Plugins can be reloaded by calling scan_directory() again:
let mut manager = PluginManager::new();
manager.scan_directory("./plugins");

// Later, to reload:
manager.scan_directory("./plugins"); // Clears and reloads all plugins
Note: The current implementation clears all plugins before rescanning.
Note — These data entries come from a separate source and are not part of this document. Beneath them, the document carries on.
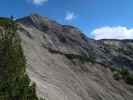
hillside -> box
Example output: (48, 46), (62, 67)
(17, 14), (133, 100)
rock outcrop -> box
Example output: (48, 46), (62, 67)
(17, 14), (133, 100)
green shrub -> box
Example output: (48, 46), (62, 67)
(0, 18), (41, 100)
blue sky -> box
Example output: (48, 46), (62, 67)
(0, 0), (133, 39)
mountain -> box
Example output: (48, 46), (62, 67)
(17, 14), (133, 100)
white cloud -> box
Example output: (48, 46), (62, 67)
(32, 0), (48, 5)
(91, 26), (133, 40)
(65, 12), (76, 21)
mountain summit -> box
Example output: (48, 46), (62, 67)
(17, 14), (133, 100)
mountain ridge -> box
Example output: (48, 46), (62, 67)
(17, 15), (133, 100)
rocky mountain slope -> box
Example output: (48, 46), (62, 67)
(17, 14), (133, 100)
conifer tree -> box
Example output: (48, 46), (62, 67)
(0, 20), (38, 100)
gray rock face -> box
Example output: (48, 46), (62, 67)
(18, 14), (133, 100)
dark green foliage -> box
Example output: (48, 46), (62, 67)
(0, 18), (38, 100)
(112, 68), (133, 85)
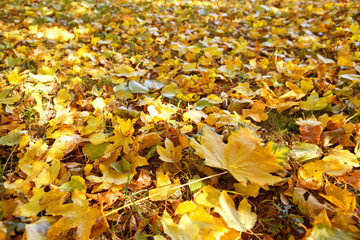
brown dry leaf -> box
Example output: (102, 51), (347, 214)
(320, 182), (356, 212)
(156, 138), (182, 162)
(243, 100), (268, 122)
(337, 171), (360, 191)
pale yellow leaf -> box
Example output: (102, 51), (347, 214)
(215, 191), (257, 232)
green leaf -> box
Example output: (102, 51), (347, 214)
(189, 174), (206, 192)
(60, 176), (86, 193)
(83, 143), (109, 161)
(0, 88), (20, 104)
(291, 143), (323, 162)
(111, 158), (131, 174)
(129, 80), (149, 93)
(0, 131), (26, 146)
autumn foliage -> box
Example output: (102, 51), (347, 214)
(0, 0), (360, 240)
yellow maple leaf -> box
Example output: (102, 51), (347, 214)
(320, 182), (356, 212)
(149, 172), (180, 201)
(19, 188), (46, 217)
(299, 90), (328, 111)
(161, 210), (200, 240)
(190, 127), (282, 186)
(156, 138), (182, 162)
(215, 191), (257, 232)
(243, 100), (268, 122)
(8, 68), (24, 85)
(47, 203), (101, 240)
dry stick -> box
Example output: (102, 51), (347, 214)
(97, 171), (229, 220)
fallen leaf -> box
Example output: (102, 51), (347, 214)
(190, 127), (282, 186)
(156, 138), (182, 162)
(320, 182), (356, 212)
(215, 191), (257, 232)
(243, 100), (268, 122)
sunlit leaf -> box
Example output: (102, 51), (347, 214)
(215, 191), (257, 232)
(191, 127), (281, 185)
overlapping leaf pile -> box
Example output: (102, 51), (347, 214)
(0, 0), (360, 240)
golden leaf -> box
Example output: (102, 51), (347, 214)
(215, 191), (257, 232)
(190, 127), (282, 186)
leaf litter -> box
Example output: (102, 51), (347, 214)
(0, 0), (360, 240)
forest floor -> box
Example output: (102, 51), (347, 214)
(0, 0), (360, 240)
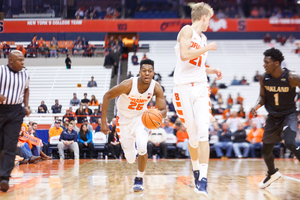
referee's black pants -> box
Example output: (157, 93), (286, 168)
(0, 104), (26, 180)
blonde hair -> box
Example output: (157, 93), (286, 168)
(191, 2), (214, 22)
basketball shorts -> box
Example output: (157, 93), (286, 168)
(173, 83), (212, 145)
(263, 112), (297, 144)
(116, 113), (150, 158)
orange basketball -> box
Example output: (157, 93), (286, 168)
(142, 109), (162, 129)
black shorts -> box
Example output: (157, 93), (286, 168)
(263, 112), (297, 144)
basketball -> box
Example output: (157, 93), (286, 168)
(142, 109), (162, 129)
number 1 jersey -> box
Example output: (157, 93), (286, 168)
(117, 77), (156, 119)
(174, 29), (208, 85)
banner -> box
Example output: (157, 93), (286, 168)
(23, 133), (41, 146)
(0, 19), (300, 33)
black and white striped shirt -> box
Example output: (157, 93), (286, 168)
(0, 65), (30, 105)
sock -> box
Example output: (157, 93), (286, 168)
(137, 170), (145, 178)
(199, 163), (208, 180)
(191, 159), (199, 171)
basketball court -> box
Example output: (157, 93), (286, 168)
(0, 159), (300, 200)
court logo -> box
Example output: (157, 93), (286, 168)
(237, 19), (247, 32)
(209, 19), (227, 32)
(0, 21), (4, 33)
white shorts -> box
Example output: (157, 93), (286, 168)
(116, 113), (150, 158)
(173, 83), (212, 147)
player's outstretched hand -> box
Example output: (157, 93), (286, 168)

The old library handles are dropped, allowing the OS to unload the DLLs if possible.

Querying Plugins

Get All Plugin Metadata

let plugins: Vec<PluginMeta> = manager.all_plugin_metas();
Returns:
pub struct PluginMeta {
    pub name: String,
    pub version: String,
    pub author: String,
    pub description: String,
    pub dll_path: String,
}

Get All Block Metadata

let blocks: Vec<PluginBlockMeta> = manager.all_block_infos();
Returns:
pub struct PluginBlockMeta {
    pub block_type_name: String,
    pub label: String,
    pub category: String,
    pub color: String,
    pub icon: String,
    pub settings_schema_json: String,
    pub default_settings_json: String,
    pub plugin_name: String,
    pub block_index: u32,
}

Executing Blocks

let result = manager.execute_block(
    "ExamplePlugin.ReverseString",  // block_type_name
    r#"{"input_var":"data.SOURCE"}"#,  // settings JSON
    r#"{"data.SOURCE":"hello"}"#      // variables JSON
)?;

// Returns: (success, updated_vars, log_message)
let (success, vars, log) = result;
assert_eq!(vars.get("PLUGIN_RESULT"), Some(&"olleh".to_string()));

Thread Safety

PluginManager is marked as Send + Sync:
unsafe impl Send for PluginManager {}
unsafe impl Sync for PluginManager {}
Safety considerations:
  • The manager can be shared across threads
  • Plugins must be thread-safe if called concurrently
  • Hot-reloading requires exclusive access (mutable reference)

Error Handling

Plugins return errors via the ExecuteResult structure:
if !result.success {
    let error = cstr_to_string(result.error_message);
    // Free strings before returning error
    free_fn(result.updated_variables_json);
    free_fn(result.log_message);
    free_fn(result.error_message);
    return Err(error);
}
Loading errors are logged to stderr:
if let Err(e) = self.load_plugin(&p) {
    eprintln!("Failed to load plugin {:?}: {}", p, e);
}

Cargo Configuration

Plugins must be compiled as dynamic libraries. In Cargo.toml:
[lib]
crate-type = ["cdylib"]
This produces:
  • plugin.dll on Windows
  • libplugin.so on Linux
  • libplugin.dylib on macOS
The plugin manager currently only scans for .dll files (see manager.rs:65).